В совместном исследовании норвежских и шведских коллег, посвящённом тому, как меры дерадикализации и предотвращения актов насилия и экстремизма воплощаются непосредственно на локальном уровне при взаимодействии с различными экстремистскими средами, отмечается, что вместо ожидаемой концентрации усилий на преодолении угроз, исходящих из исламистской среды, «насущная» и «видимая» угроза, в том числе для демократических институтов, исходила как раз от правоэкстремистских кругов. По сравнению с ясно различимой правой угрозой, исламистская угроза, напротив, представлялась более «спорадичной», «бессистемной» и «невидимой», но не менее смертоносной.

По итогам опроса, проведённого Центром исследований экстремизма при университете Осло в 2021 г., 60% норвежцев считают, что их общественные ценности сейчас крепче, чем до терактов 22 июля и что этим событиям было уделено достаточно внимания в общественных дискуссиях. Опрос также показал, что 71% населения Норвегии считают, что последствия терактов были успешно преодолены и что они не повлияли на свободу слова, но при этом 60% заявило, что власти недостаточно активно борются с правым экстремизмом. В то же время большинство опрошенных несогласно с тем, что причиной терактов стала массовая иммиграция, но 23% считает, что мотивация террориста отчасти была обоснована. Наконец, треть респондентов сочла, что Рабочая партия Норвегии использовала «22 июля» в политических целях. Норвежские исследователи приходят к выводу, что можно выделить три подхода к восприятию событий «22 июля».

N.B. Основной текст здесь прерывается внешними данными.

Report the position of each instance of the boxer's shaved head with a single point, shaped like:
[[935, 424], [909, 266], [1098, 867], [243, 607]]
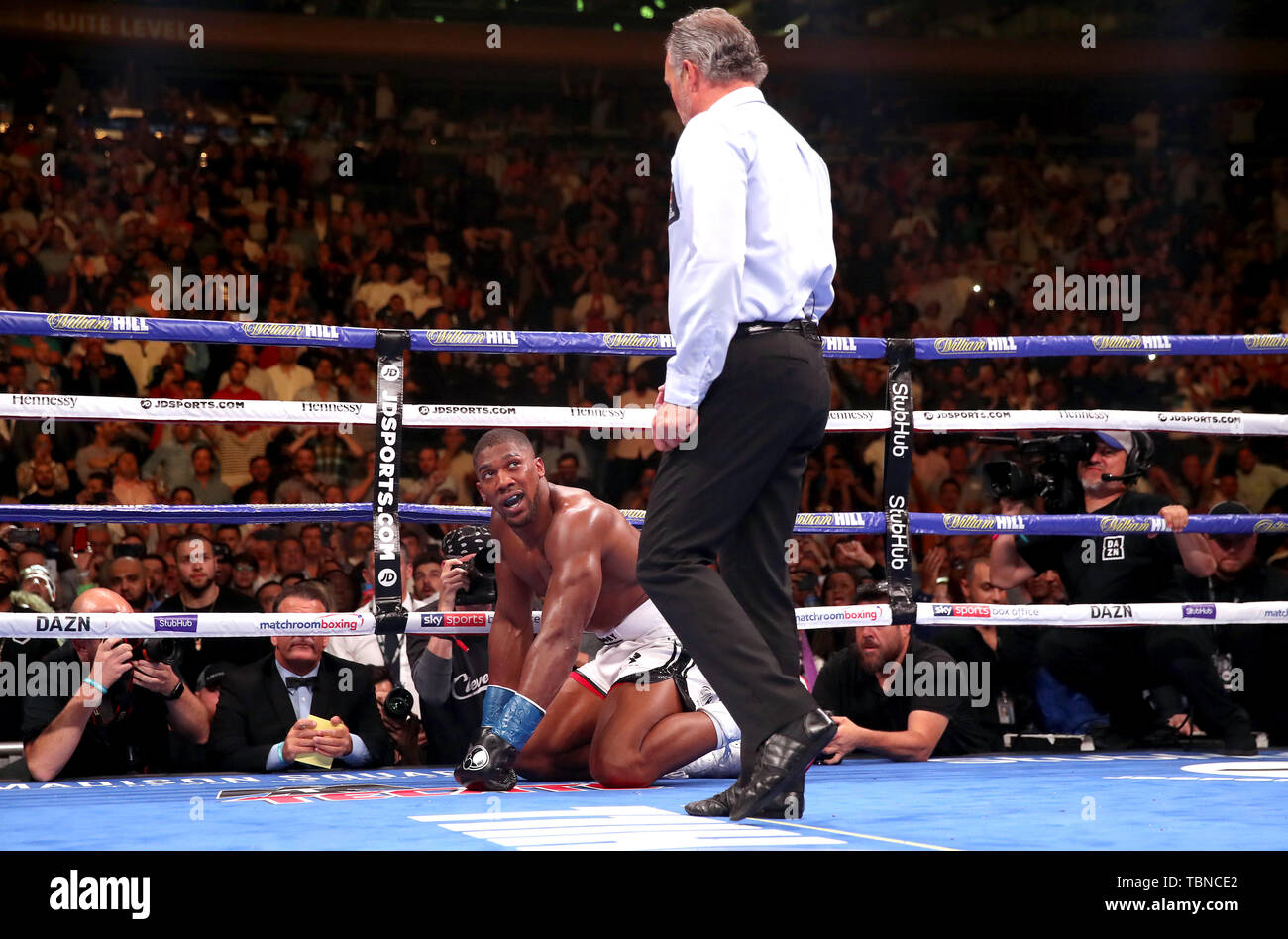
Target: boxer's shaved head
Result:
[[510, 476]]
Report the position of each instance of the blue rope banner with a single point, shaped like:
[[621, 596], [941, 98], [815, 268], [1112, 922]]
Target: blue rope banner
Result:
[[1017, 347]]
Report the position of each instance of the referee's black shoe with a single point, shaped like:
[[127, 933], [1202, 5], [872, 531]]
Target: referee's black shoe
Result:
[[782, 762], [791, 804]]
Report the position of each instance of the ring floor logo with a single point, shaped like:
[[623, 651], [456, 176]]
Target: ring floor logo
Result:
[[617, 827]]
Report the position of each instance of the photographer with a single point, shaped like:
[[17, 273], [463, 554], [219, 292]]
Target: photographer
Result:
[[387, 651], [1111, 666], [119, 720], [1256, 650], [451, 673]]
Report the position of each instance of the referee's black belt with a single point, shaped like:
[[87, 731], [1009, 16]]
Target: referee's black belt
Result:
[[806, 327]]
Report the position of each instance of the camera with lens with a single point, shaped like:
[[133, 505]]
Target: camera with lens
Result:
[[158, 650], [481, 570], [1047, 470]]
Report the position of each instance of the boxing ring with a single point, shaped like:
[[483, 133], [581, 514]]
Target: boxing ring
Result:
[[1142, 800]]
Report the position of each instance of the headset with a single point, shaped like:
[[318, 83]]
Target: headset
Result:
[[1138, 460]]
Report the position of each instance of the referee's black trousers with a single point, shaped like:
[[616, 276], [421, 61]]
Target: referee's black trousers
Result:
[[733, 497]]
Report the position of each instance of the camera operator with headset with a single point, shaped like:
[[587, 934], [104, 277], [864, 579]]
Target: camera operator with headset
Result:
[[400, 707], [1111, 666], [451, 673], [120, 717]]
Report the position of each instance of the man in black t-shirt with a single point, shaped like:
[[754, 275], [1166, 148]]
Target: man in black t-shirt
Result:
[[1249, 656], [1111, 666], [198, 592], [451, 676], [1010, 653], [119, 719], [897, 695]]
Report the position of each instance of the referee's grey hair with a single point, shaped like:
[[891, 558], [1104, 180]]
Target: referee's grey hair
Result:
[[717, 44]]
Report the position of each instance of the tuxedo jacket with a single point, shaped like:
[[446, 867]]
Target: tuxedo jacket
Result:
[[256, 712]]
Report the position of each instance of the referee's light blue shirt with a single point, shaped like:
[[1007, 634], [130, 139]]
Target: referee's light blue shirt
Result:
[[750, 235]]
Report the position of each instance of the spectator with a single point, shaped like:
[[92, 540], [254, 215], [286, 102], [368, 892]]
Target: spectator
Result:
[[304, 484], [128, 488], [101, 453], [248, 733], [128, 578], [207, 488], [198, 592], [168, 467], [1257, 480]]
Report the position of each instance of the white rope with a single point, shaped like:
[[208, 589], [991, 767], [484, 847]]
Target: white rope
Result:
[[200, 411], [1233, 423], [194, 625]]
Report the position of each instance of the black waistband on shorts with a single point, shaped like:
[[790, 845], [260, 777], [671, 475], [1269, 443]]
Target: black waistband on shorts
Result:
[[806, 327]]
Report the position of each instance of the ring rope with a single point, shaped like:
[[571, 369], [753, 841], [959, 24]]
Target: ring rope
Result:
[[462, 622]]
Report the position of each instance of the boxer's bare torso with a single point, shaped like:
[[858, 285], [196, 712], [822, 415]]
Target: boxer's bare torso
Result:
[[576, 518]]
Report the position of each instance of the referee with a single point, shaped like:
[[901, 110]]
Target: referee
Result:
[[751, 272]]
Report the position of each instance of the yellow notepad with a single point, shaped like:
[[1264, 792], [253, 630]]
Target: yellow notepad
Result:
[[320, 760]]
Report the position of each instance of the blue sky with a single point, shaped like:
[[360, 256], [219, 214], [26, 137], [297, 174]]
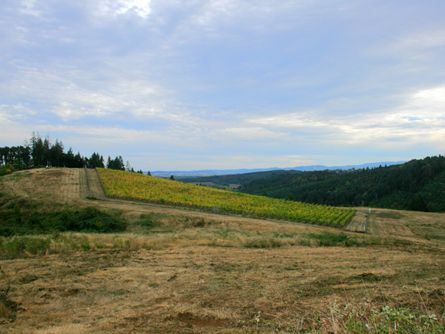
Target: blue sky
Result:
[[226, 84]]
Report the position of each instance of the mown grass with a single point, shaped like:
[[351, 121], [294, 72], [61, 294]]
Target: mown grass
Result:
[[126, 185], [366, 318], [22, 217]]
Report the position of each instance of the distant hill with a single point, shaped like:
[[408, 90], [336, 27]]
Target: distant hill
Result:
[[211, 172], [415, 185]]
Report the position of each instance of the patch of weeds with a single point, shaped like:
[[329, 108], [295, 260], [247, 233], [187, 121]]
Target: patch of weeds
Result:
[[28, 278], [389, 214], [263, 243], [8, 308], [147, 221], [21, 246], [224, 267], [21, 217], [223, 232], [367, 277], [401, 320], [284, 235]]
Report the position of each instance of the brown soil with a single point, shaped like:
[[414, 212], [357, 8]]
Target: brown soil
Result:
[[191, 283]]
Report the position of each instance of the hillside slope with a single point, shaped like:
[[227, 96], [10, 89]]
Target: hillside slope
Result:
[[127, 185], [415, 185], [181, 270]]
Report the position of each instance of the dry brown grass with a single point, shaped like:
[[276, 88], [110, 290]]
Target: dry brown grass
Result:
[[182, 277]]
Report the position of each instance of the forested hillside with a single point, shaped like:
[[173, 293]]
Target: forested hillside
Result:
[[415, 185], [40, 152]]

Первый подход (его придерживается около 40% населения, главным образом голосующие за центристские партии) состоит в том, что нападению подверглась норвежская демократическая система, в целом, а не исключительно левые политические силы и что Норвегия успешно справилась с последствиями атак и укрепила общественные ценности. Второй подход (его разделяют 25% респондентов, а точнее левый и крайне левый электорат), напротив, утверждает, что именно мультикультурализм и левый фланг политической системы стали главной целью агрессии, что нужно принять дополнительные меры для борьбы с правым экстремизмом и продолжать политическое обсуждение «22 июля». Сторонники третьего подхода (уровень его поддержки составляет 8%, куда входят избиратели с крайне правыми взглядами и (или) отрицательно относящиеся к иммиграции, голосующие за небольшие праворадикальные партии, Партию прогресса и Консервативную партию) считают, что оценка «22 июля» слишком политизирована, указывая на иммиграцию как главную причину для атаки и использование терактов как повода для цензуры критики иммиграционных инициатив левых и левоцентристских правительств. Согласно третьему подходу, мотивация А. Брейвика имела рациональное зерно, но его действия заслуживают однозначного осуждения. Тем самым, по оценкам C-REX, устойчивого представления о произошедшем до сих пор не сложилось.

Социально-экономическая модель стран Северной Европы продолжает проходить проверку на прочность в условиях глобализации, «ползучая» эрозия социального государства подпитывает правых радикалов и правых популистов в североевропейских странах. В этом контексте ЕС начинает восприниматься странами Северной Европы как источник иммигрантской угрозы, ответом на которую становится ужесточение миграционной политики, что ставит под вопрос их авторитет и статус в качестве поборников прав человека. По всей видимости, Северная Европа действительно сегодня возвращается к менее «политкорректной и гуманной модели», и по горькому признанию одного из выживших в ходе бойни на Утёйе разрыва с идеологией А. Брейвика не произошло, а идеи, вдохновившие его, в менее радикальном изложении стали частью политического мейнстрима. Иными словами, северные страны скорее пытаются создать больше безопасности, но в меньшей степени «больше демократии, открытости и человечности», как 23 июля 2011 г. призывал на тот момент премьер-министр Норвегии Йенс Столтенберг.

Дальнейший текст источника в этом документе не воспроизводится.